Help for package webreadr

Type:

Package

Title:

Tools for Reading Formatted Access Log Files

Version:

0.4.0

Date:

2016-01-23

Author:

Oliver Keyes

Maintainer:

Oliver Keyes <ironholds@gmail.com>

Description:

R is used by a vast array of people for a vast array of purposes - including web analytics. This package contains functions for consuming and munging various common forms of request log, including the Common and Combined Web Log formats and various Amazon access logs.

License:

MIT + file LICENSE

BugReports:

https://github.com/Ironholds/webreadr/issues

URL:

https://github.com/Ironholds/webreadr

Suggests:

iptools, urltools, rgeolocate, knitr, testthat

LinkingTo:

Rcpp

Imports:

Rcpp, readr

VignetteBuilder:

knitr

RoxygenNote:

5.0.1

NeedsCompilation:

yes

Packaged:

2016-01-23 06:36:52 UTC; ironholds

Repository:

CRAN

Date/Publication:

2016-01-23 23:19:32

read Amazon CloudFront access logs

Description

Amazon CloudFront uses access logs with a standard format described on their website. read_aws reads these files in; due to the Amazon treatment of header lines, it is capable of organically detecting whether files lack common fields, and compensating for that. See "Details"

Usage

read_aws(file)

Arguments

file

the full path to the AWS file you want to read.

Details

Amazon CloudFront uses tab-separated files with Amazon-specific fields. This can be changed by individual CloudFront users, however, to exclude particular fields, and historically has contained fewer fields than it now does. Luckily, Amazon's insistence on standardisation in field names means that we can organically detect if fields are missing, and compensate for that before reading in the file.

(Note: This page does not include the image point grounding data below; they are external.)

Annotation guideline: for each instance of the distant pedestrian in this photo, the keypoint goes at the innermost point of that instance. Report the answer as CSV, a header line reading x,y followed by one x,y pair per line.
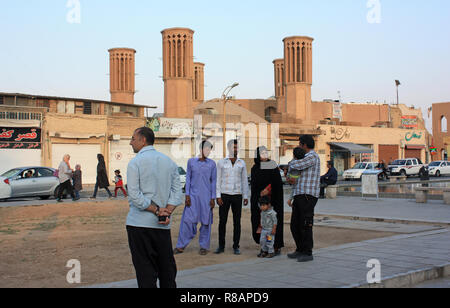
x,y
77,181
330,178
200,201
306,192
269,229
232,187
102,177
154,191
266,182
65,174
118,181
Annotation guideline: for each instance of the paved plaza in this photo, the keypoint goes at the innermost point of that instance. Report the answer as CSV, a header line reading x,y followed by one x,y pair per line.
x,y
420,253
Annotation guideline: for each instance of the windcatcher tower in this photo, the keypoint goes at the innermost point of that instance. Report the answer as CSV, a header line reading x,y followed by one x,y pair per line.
x,y
178,71
280,85
198,90
298,77
122,75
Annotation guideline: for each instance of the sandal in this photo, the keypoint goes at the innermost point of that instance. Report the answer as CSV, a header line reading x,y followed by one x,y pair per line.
x,y
178,251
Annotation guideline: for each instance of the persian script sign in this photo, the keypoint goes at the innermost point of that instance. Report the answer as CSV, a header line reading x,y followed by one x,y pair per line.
x,y
20,138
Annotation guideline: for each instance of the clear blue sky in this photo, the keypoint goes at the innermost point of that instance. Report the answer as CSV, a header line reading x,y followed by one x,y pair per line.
x,y
41,53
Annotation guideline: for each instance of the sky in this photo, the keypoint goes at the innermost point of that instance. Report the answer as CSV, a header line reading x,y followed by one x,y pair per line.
x,y
60,47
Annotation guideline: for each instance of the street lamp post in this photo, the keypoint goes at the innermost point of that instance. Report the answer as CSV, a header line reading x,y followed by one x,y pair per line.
x,y
397,83
224,102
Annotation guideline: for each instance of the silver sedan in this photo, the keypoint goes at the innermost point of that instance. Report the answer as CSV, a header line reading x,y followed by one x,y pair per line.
x,y
29,182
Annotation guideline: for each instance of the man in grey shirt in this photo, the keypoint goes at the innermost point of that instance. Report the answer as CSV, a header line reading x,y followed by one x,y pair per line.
x,y
154,191
65,174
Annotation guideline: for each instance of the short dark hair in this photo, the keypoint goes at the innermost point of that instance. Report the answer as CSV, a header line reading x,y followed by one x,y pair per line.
x,y
206,144
232,142
264,200
148,134
299,153
308,140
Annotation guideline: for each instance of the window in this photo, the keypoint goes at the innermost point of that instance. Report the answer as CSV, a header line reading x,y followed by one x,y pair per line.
x,y
45,173
443,124
87,108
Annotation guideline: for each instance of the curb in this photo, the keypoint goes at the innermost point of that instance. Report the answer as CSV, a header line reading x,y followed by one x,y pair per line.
x,y
388,220
409,279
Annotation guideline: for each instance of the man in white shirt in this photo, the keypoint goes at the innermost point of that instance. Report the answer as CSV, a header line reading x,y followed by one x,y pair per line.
x,y
232,187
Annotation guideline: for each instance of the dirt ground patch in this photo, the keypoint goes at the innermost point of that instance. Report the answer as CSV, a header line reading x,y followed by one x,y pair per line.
x,y
36,243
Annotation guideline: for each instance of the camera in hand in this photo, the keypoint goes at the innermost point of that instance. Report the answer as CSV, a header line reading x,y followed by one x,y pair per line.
x,y
162,218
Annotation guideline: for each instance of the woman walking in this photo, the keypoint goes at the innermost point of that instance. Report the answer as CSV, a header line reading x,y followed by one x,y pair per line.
x,y
102,177
266,181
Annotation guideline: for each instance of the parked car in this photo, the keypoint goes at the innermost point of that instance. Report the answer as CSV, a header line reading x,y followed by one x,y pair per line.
x,y
357,171
283,172
406,167
28,182
438,168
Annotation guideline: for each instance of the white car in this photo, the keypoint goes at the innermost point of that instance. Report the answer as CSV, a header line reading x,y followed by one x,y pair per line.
x,y
28,182
406,167
438,168
182,173
357,171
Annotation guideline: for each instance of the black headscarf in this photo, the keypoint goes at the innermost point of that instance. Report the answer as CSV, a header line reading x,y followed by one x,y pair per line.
x,y
264,174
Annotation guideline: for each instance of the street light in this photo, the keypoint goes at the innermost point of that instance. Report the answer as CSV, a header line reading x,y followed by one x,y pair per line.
x,y
397,83
224,102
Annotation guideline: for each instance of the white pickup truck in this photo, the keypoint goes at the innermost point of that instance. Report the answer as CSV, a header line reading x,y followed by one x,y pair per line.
x,y
406,167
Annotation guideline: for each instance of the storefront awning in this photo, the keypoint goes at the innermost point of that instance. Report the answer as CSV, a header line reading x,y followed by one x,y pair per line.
x,y
352,147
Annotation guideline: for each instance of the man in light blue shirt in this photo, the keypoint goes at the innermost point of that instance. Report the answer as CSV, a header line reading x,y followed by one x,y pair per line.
x,y
154,192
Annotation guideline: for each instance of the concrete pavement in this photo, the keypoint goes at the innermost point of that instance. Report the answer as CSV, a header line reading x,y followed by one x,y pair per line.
x,y
406,260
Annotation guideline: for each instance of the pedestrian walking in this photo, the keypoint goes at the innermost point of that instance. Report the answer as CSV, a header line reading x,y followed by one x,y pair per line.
x,y
200,200
77,181
266,174
118,181
65,175
232,188
102,177
306,194
154,191
268,229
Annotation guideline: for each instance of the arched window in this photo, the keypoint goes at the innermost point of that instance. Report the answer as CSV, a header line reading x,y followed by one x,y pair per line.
x,y
444,124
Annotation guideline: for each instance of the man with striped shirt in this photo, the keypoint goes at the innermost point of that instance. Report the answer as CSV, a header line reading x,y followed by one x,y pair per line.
x,y
306,193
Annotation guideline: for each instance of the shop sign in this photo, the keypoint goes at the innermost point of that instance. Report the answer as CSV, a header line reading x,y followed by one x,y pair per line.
x,y
412,135
20,138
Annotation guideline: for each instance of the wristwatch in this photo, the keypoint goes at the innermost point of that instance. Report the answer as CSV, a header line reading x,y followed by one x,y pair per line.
x,y
157,209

If no fields are missing, the fields returned will be:

date: the date and time when the request was completed
time_elapsed: the amount of time (in milliseconds) that the connection and fulfilment of the request lasted for.
edge_location: the Amazon edge location that served the request, identified by a three-letter code. See the Amazon documentation for more details.
bytes_sent: a count of the number of bytes sent by the server to the client, including headers, to fulfil the request.
ip_address: the IP address of the client making the request.
http_method: the HTTP method (POST, GET, etc) used.
host: the CloudFront host name.
path: the path to the requested asset.
status_code: the HTTP status code associated with the request.
referer: the referer associated with the request.
user_agent: the user agent of the client that made the request.
query: the query string associated with the request; if there is no query string, this will be a dash.
cookie: the cookie header from the request, stored as name-value pairs. When no cookie header is provided, or it is empty, this will be a dash.
result_type: the result of the request. This is similar to Squid response codes ( see read_squid) but Amazon-specific; their documentation contains details on what each code means.
request_id: A hashed unique identifier for each request.
host_header: the host header of the requested asset. While host will always be the CloudFront host name, host_header contains alternate domain names (or 'CNAMES') when the CloudFront distribution is using them.
protocol: the protocol used in the request (http/https).
bytes_received: client-to-server bytes, including headers.
time_elapsed: the time elapsed, in seconds, between the time the request was received and the time the server completed responding to it.

Examples

#Read in an example CloudFront file provided with the webreadr package.
data <- read_aws(system.file("extdata/log.aws", package = "webreadr"))

read CLF-formatted logs

Description

Read a file of request logs stored in the Common Log Format.

Usage

read_clf(file, has_header = FALSE)

Arguments

file

the full path to the CLF-formatted file you want to read.

has_header

whether or not the file has a header row. Set to FALSE by default.

Details

the CLF is a standardised format for web request logs. It consists of the fields:

ip_address: the IP address of the remote host that made the request. The CLF does not (by default) include the de-facto standard X-Forwarded-For header
remote_user_ident: the RFC 1413 remote user identifier.
local_user_ident: the identifier the user has authenticated with locally.
timestamp: the timestamp associated with the request, stored as "[08/Apr/2001:17:39:04 -0800]", where "-0800" represents the time offset (minus eight hours) of the timestamp from UTC.
request: the actual user request, containing the HTTP method used, the asset requested, and the HTTP Protocol version used.
status_code: the HTTP status code returned.
bytes_sent: the number of bytes sent

While outdated as a standard, systems using the CLF are still around; the Squid caching system, for example, uses the CLF as one of its default log formats (the other, the squid "native" format, can be read with read_squid).

Value

a data.frame consisting of seven fields, as discussed above, with normalised timestamps.

Examples

#Read in an example CLF-formatted file provided with the webreadr package.
data <- read_clf(system.file("extdata/log.clf", package = "webreadr"))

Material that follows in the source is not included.